3

Here I tried to self-explain the CUDA launch parameters model (or execution configuration model) using some pseudo codes, but I don't know if there were some big mistakes, So hope someone help to review it, and give me some advice. Thanks advanced.

Here it is:

/*
  normally, we write kernel function like this.
  note, __global__ means this function will be called from host codes,
  and executed on device. and a __global__ function could only return void.
  if there's any parameter passed into __global__ function, it should be stored
  in shared memory on device. so, kernel function is so different from the *normal*
  C/C++ functions. if I was the CUDA authore, I should make the kernel function more
  different  from a normal C function.
*/

__global__ void
kernel(float *arr_on_device, int n) {
        int idx = blockIdx.x * blockDIm.x + threadIdx.x;
        if (idx < n) {
                arr_on_device[idx] = arr_on_device[idx] * arr_on_device[idx];
        }
}

/*
  after this definition, we could call this kernel function in our normal C/C++ codes !!
  do you feel something wired ? un-consistant ?
  normally, when I write C codes, I will think a lot about the execution process down to
  the metal in my mind, and this one...it's like some fragile codes. break the sequential
  thinking process in my mind.
  in order to make things normal, I found a way to explain: I expand the *__global__ * function
  to some pseudo codes:
*/

#define __foreach(var, start, end) for (var = start, var < end; ++var)

__device__ int
__indexing() {
        const int blockId = blockIdx.x * gridDim.x + gridDim.x * gridDim.y * blockIdx.z;

        return 
                blockId * (blockDim.x * blockDim.y * blockDim.z) +
                threadIdx.z * (blockDim.x * blockDim.y) +
                threadIdx.x;
}

global_config =:
        {
                /*
                  global configuration.
                  note the default values are all 1, so in the kernel codes,
                  we could just ignore those dimensions.
                 */ 
                gridDim.x = gridDim.y = gridDim.z = 1;
                blockDim.x = blockDim.y = blockDim.z = 1;
        };

kernel =:
        {
                /*
                  I thought CUDA did some bad evil-detail-covering things here.
                  it's said that CUDA C is an extension of C, but in my mind,
                  CUDA C is more like C++, and the *<<<>>>* part is too tricky.
                  for example:
                  kernel<<<10, 32>>>(); means kernel will execute in 10 blocks each have 32 threads.

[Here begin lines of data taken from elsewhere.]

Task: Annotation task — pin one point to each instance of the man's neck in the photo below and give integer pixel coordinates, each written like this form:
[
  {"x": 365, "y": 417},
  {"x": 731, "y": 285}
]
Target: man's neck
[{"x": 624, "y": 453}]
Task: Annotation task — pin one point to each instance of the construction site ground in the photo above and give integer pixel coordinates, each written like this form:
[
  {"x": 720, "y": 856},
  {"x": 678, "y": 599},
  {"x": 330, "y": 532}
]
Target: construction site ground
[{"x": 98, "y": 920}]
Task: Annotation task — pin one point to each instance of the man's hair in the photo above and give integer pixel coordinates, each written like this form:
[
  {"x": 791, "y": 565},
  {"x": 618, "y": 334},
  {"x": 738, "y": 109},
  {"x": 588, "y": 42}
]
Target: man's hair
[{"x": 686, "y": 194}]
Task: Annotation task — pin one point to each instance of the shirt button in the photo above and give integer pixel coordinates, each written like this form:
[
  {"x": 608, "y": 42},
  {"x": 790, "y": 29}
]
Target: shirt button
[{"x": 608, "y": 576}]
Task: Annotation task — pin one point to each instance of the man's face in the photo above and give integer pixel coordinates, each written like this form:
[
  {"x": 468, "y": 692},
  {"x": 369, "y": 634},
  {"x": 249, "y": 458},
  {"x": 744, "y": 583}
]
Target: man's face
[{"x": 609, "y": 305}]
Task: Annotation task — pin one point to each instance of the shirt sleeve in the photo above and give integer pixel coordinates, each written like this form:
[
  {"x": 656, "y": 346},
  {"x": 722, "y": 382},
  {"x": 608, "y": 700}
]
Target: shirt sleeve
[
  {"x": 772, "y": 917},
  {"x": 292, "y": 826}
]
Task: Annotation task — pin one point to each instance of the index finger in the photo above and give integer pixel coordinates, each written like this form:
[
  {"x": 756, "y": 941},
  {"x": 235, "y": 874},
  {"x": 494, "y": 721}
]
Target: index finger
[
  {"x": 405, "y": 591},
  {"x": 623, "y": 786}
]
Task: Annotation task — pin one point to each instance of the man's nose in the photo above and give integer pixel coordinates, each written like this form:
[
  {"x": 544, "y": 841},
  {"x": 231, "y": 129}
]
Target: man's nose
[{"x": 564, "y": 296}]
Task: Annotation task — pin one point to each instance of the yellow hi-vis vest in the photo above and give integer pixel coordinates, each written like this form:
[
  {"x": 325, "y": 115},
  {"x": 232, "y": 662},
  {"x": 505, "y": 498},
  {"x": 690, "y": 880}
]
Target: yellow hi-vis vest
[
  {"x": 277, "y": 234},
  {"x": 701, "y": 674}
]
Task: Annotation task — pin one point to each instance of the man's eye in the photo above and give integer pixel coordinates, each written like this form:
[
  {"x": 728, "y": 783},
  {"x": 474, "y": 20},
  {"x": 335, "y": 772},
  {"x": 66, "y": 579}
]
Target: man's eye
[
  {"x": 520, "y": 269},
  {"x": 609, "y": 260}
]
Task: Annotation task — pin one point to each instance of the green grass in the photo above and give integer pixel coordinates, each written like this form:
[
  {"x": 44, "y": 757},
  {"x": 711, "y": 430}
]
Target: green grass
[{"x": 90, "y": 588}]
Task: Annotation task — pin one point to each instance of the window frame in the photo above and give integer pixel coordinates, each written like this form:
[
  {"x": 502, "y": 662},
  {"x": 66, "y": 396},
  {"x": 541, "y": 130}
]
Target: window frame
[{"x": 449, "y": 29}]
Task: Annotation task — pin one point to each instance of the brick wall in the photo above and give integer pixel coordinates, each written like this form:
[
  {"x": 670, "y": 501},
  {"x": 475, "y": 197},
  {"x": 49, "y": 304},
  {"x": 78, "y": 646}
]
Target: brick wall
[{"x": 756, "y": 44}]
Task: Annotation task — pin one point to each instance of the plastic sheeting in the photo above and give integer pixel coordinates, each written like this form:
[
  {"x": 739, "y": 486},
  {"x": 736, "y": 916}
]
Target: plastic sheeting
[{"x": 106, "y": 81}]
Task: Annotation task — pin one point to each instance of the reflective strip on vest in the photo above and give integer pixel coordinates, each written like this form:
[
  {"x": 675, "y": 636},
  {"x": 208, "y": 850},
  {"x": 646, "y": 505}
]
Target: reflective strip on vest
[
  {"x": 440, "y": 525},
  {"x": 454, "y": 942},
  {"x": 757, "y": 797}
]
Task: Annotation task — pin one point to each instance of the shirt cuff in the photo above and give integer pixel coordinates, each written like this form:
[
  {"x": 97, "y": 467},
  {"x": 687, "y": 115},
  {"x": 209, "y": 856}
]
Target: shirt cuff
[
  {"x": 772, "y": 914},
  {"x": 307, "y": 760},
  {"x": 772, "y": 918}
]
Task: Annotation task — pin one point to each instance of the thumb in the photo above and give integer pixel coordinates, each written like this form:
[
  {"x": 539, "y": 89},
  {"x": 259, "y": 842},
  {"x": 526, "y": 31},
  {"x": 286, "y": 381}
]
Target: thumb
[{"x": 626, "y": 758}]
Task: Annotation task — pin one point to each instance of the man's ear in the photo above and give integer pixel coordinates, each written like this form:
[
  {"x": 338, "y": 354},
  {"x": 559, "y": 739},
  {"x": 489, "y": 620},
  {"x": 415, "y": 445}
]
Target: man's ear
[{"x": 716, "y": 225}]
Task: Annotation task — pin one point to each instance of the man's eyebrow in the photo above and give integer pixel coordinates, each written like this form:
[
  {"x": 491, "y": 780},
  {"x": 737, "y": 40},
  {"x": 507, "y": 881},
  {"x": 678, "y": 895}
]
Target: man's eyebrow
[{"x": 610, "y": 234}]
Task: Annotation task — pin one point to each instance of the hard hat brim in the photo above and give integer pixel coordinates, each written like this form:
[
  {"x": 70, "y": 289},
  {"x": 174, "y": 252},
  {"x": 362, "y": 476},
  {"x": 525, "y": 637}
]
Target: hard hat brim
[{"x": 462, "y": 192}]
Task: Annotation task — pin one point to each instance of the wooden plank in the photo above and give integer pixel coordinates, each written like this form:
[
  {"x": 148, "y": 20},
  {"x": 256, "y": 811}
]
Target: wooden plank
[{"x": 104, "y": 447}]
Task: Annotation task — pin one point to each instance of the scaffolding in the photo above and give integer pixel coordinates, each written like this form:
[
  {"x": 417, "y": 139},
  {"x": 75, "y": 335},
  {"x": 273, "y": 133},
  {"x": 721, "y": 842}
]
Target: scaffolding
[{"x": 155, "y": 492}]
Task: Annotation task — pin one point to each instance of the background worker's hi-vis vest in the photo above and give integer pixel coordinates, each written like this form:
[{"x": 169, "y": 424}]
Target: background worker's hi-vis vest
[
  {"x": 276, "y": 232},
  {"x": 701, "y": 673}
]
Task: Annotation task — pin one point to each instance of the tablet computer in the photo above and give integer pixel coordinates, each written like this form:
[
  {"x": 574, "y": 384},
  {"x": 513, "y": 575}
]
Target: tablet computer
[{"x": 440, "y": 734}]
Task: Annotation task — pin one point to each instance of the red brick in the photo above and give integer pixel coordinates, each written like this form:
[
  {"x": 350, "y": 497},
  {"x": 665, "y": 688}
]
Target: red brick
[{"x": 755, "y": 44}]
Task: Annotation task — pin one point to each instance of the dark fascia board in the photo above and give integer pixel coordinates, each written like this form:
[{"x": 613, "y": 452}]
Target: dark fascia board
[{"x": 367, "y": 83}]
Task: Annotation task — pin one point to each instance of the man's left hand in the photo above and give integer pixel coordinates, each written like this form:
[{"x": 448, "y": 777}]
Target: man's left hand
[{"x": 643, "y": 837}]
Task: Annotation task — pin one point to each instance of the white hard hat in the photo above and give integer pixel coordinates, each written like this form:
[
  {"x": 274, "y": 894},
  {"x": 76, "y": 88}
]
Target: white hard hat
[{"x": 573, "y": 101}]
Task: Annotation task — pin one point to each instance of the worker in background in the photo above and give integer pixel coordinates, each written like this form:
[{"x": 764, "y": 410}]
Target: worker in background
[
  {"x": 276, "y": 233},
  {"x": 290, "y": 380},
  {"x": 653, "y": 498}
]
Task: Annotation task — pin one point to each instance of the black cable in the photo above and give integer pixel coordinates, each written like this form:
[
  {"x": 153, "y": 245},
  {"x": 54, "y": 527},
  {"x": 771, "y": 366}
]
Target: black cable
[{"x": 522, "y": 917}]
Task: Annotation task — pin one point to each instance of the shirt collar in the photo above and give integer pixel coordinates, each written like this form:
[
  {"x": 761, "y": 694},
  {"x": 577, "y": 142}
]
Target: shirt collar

                  dim3 dimG(10, 1, 1);
                  dim3 dimB(32, 1, 1);
                  kernel<<<dimG, dimB>>>(); this is exactly the same thing with above.

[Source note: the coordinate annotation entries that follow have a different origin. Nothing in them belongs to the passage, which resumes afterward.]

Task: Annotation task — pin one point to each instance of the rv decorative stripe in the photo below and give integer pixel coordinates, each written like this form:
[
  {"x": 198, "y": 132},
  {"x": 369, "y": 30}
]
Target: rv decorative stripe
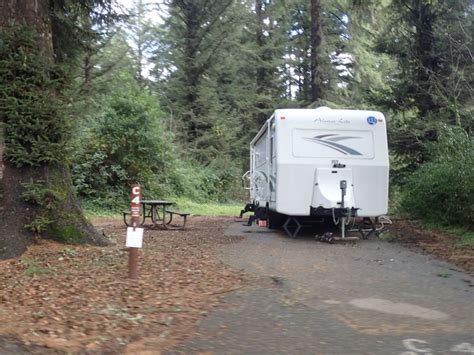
[{"x": 329, "y": 140}]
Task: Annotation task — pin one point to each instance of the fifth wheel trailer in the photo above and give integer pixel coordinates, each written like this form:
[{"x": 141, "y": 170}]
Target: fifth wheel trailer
[{"x": 319, "y": 163}]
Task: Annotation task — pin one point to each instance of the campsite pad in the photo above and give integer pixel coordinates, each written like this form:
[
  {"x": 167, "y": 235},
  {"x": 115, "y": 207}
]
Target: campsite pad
[
  {"x": 61, "y": 298},
  {"x": 439, "y": 244},
  {"x": 78, "y": 299}
]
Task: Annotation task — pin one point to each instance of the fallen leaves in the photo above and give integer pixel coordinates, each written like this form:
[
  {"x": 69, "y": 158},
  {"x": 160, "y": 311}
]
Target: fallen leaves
[{"x": 78, "y": 299}]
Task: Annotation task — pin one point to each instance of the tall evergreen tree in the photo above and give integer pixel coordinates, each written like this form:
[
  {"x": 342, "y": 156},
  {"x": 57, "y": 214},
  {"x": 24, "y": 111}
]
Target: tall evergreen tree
[{"x": 35, "y": 186}]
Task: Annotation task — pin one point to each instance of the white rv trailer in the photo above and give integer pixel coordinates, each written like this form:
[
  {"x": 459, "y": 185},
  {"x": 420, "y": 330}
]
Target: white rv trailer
[{"x": 301, "y": 159}]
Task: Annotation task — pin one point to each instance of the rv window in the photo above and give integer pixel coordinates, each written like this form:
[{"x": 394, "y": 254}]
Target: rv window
[
  {"x": 351, "y": 144},
  {"x": 271, "y": 150}
]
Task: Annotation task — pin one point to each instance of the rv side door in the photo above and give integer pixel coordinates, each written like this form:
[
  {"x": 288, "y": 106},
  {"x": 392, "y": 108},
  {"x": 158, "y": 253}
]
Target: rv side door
[{"x": 272, "y": 179}]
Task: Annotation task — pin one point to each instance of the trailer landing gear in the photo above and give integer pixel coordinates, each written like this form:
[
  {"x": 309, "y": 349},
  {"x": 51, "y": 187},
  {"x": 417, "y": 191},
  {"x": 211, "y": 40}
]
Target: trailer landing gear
[{"x": 292, "y": 227}]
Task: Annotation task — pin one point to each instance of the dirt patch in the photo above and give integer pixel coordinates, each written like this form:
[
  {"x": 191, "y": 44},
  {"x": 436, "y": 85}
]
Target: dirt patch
[
  {"x": 432, "y": 242},
  {"x": 78, "y": 299}
]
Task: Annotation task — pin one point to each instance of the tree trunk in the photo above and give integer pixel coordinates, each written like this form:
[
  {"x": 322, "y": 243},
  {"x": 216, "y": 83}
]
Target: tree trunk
[
  {"x": 315, "y": 44},
  {"x": 66, "y": 221}
]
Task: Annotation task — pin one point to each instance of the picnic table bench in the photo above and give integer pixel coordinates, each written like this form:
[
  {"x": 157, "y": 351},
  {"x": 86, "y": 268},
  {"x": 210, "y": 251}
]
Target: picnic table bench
[{"x": 159, "y": 212}]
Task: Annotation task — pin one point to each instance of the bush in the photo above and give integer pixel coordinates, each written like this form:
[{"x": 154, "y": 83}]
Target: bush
[
  {"x": 442, "y": 189},
  {"x": 126, "y": 145}
]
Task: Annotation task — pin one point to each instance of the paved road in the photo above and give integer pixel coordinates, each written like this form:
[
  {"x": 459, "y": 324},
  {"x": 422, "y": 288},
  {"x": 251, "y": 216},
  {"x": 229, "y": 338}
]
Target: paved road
[{"x": 370, "y": 298}]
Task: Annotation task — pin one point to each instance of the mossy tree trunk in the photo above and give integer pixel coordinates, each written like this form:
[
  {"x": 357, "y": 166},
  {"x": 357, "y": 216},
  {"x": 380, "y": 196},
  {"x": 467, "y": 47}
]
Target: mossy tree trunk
[{"x": 36, "y": 191}]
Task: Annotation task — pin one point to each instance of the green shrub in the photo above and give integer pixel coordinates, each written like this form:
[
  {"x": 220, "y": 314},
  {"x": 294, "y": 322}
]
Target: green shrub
[{"x": 442, "y": 190}]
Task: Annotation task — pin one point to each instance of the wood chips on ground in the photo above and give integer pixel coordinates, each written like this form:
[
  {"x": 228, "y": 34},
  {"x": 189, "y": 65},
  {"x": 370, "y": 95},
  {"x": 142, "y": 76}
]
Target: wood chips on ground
[
  {"x": 438, "y": 244},
  {"x": 78, "y": 298}
]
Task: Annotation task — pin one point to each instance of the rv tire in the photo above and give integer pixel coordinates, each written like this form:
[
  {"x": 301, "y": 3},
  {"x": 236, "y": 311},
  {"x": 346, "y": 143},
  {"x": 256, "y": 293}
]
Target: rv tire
[{"x": 275, "y": 219}]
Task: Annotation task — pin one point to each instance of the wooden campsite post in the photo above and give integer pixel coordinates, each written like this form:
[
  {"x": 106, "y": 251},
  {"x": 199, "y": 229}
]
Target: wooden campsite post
[{"x": 135, "y": 214}]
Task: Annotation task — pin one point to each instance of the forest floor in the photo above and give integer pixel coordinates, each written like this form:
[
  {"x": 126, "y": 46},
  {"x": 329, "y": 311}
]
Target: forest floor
[
  {"x": 439, "y": 244},
  {"x": 78, "y": 298},
  {"x": 59, "y": 298}
]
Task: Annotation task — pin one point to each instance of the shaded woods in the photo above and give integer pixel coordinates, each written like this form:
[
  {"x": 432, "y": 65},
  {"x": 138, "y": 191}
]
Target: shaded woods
[{"x": 169, "y": 94}]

                  it's not C style, and C++ style ? at first, I thought this could be done by
                  C++'s constructor stuff, but I checked structure *dim3*, there's no proper
                  constructor for this. this just brroke the semantics of both C and C++. I thought
                  force user to use *kernel<<<dim3, dim3>>>* would be better. So I'd like to keep
                  this rule in my future codes.
                */

                gridDim  = dimG;
                blockDim = dimB;

                __foreach(blockIdx.z,  0, gridDim.z)
                __foreach(blockIdx.y,  0, gridDim.y)
                __foreach(blockIdx.x,  0, gridDim.x)
                __foreach(threadIdx.z, 0, blockDim.z)
                __foreach(threadIdx.y, 0, blockDim.y)
                __foreach(threadIdx.x, 0, blockDim.x)
                {
                        const int idx = __indexing();        
                        if (idx < n) {
                                arr_on_device[idx] = arr_on_device[idx] * arr_on_device[idx];
                        }
                }
        };

/*
  so, for me, gridDim & blockDim is like some boundaries.
  e.g. gridDim.x is the upper bound of blockIdx.x, this is not that obvious for people like me.
 */

/* the declaration of dim3 from vector_types.h of CUDA/include */
struct __device_builtin__ dim3
{
        unsigned int x, y, z;
#if defined(__cplusplus)
        __host__ __device__ dim3(unsigned int vx = 1, unsigned int vy = 1, unsigned int vz = 1) : x(vx), y(vy), z(vz) {}
        __host__ __device__ dim3(uint3 v) : x(v.x), y(v.y), z(v.z) {}
        __host__ __device__ operator uint3(void) { uint3 t; t.x = x; t.y = y; t.z = z; return t; }
#endif /* __cplusplus */
};

typedef __device_builtin__ struct dim3 dim3;
blackball
  • 718
  • 1
  • 6
  • 19
  • 1
    There are many classes available, including introductory ones that you can watch any time and only take 1 hour, [here](https://developer.nvidia.com/gpu-computing-webinars). Try the `GPU Computing using CUDA C` series. – Robert Crovella Oct 08 '13 at 06:35
  • have you read what I explained below ? – blackball Oct 08 '13 at 08:42
  • You seem to be quite confused on grids and blocks let alone the underlying architecture which is pretty damn important. I signed up for the free online CUDA course at udacity and got to effective (if not really advanced) coding in a week. Check it out because GPU programming seems to require solid foundations. – Boyko Perfanov Oct 08 '13 at 17:28
  • @Boyko I've checked the course you suggested, especially the part explaining kernel launch configuration https://www.udacity.com/course/viewer#!/c-cs344/l-55120467/m-67074291 (begins in this clip and following 3 clips), the teacher still not make it clear how the GPU dispatches tasks to threads. Look at that kernel function, how does the compiler expand the codes ? So many people just were told to remember the rule, but how the rule was implemented in codes ? So now, I'm reading the driver API and OpenCL documents, just want to find out what happened under the hood. – blackball Oct 09 '13 at 07:40
  • Higher level languages are made so you DON'T have to worry about how code makes it into machine instructions on the CPU. And every new generation CPU brings something new, even though the instruction set is the same, what is ACTUALLY going on is not necessarily the same on different architectures. – Boyko Perfanov Oct 09 '13 at 14:39

3 Answers3

12

CUDA DRIVER API

The CUDA Driver API v4.0 and above uses the following functions to control a kernel launch:

cuFuncSetCacheConfig
cuFuncSetSharedMemConfig
cuLaunchKernel

The following CUDA Driver API functions were used prior to the introduction of cuLaunchKernel in v4.0.

cuFuncSetBlockShape()
cuFuncSetSharedSize()
cuParamSet{Size,i,fv}()
cuLaunch
cuLaunchGrid

Additional information on these functions can be found in cuda.h.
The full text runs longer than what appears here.